More than sixty years have passed since the last entry appeared in the renowned series of Notable British Trials, published by William Hodge and Co. Now, I'm pleased to have had the chance to read a brand new entry in the series - number 84, no less. It's the Trial of Israel Lipski, edited by true crime writer M.W. Oldridge, and published by Mango Books under licence from William Hodge.
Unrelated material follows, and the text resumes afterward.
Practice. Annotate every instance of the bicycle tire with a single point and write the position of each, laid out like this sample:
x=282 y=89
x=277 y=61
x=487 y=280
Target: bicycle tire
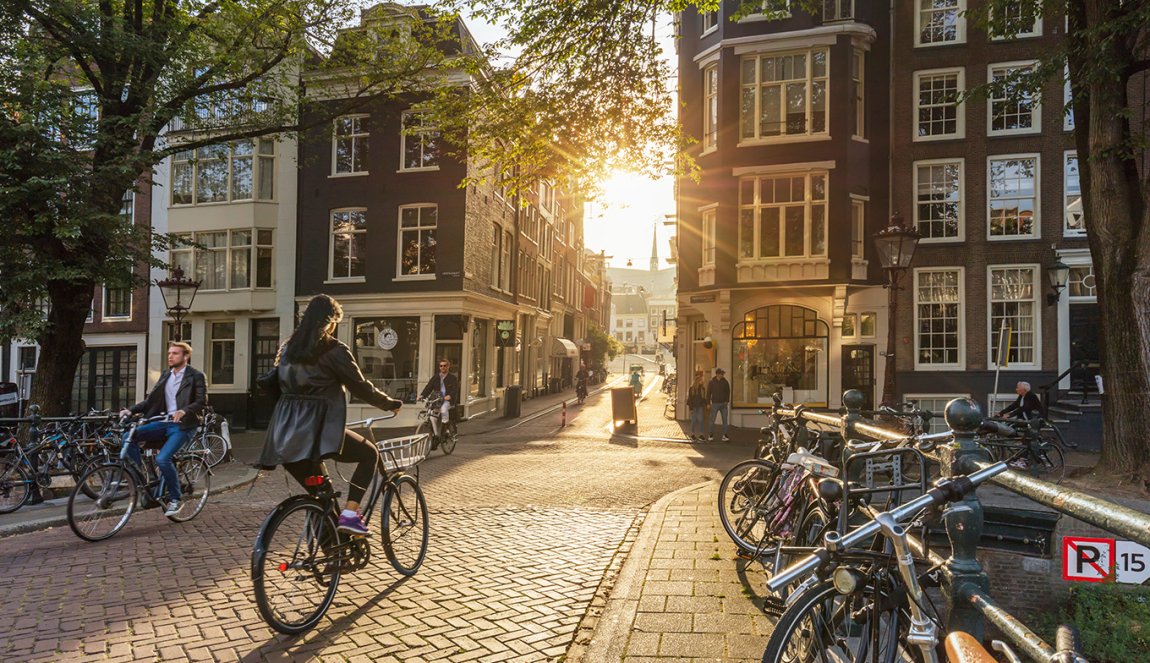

Pleasingly, this volume includes a lengthy foreword which provides a history of how Notable British Trials came into being. It's a fascinating story, and some of Oldridge's predecessors were legends of true crime writing - the likes of William Roughead and Frin Tennyson Jesse. Classic cases covered include those of Adelaide Bartlett, Florence Maybrick, Alfred Monson, and Buck Ruxton,
The famous trials are interesting in themselves. They also provide a vast amount of information for writers, not just true crime writers, but also novelists. When I was working on Dancing for the Hangman, I studied Filson Young's book about the trial of Dr Crippen very carefully. I was trying to write a novel which respected the facts that were known (while using fictional skills to explain the apparently inexplicable parts of the story), and the trial transcript gave me a great deal of help.
In line with the tradition of these books, Oldridge contributes a detailed introduction which sets the case in context. Lipski's murder of Miram Angel in 1887 attracted a good deal of attention at at the time, and the case does have intriguing features, although I find it less mysterious than, say the Bartlett or Maybrick cases. There are illustrations, and all in all I think Mango have done true crime fans a real service in bringing this famous publishing brand back to life.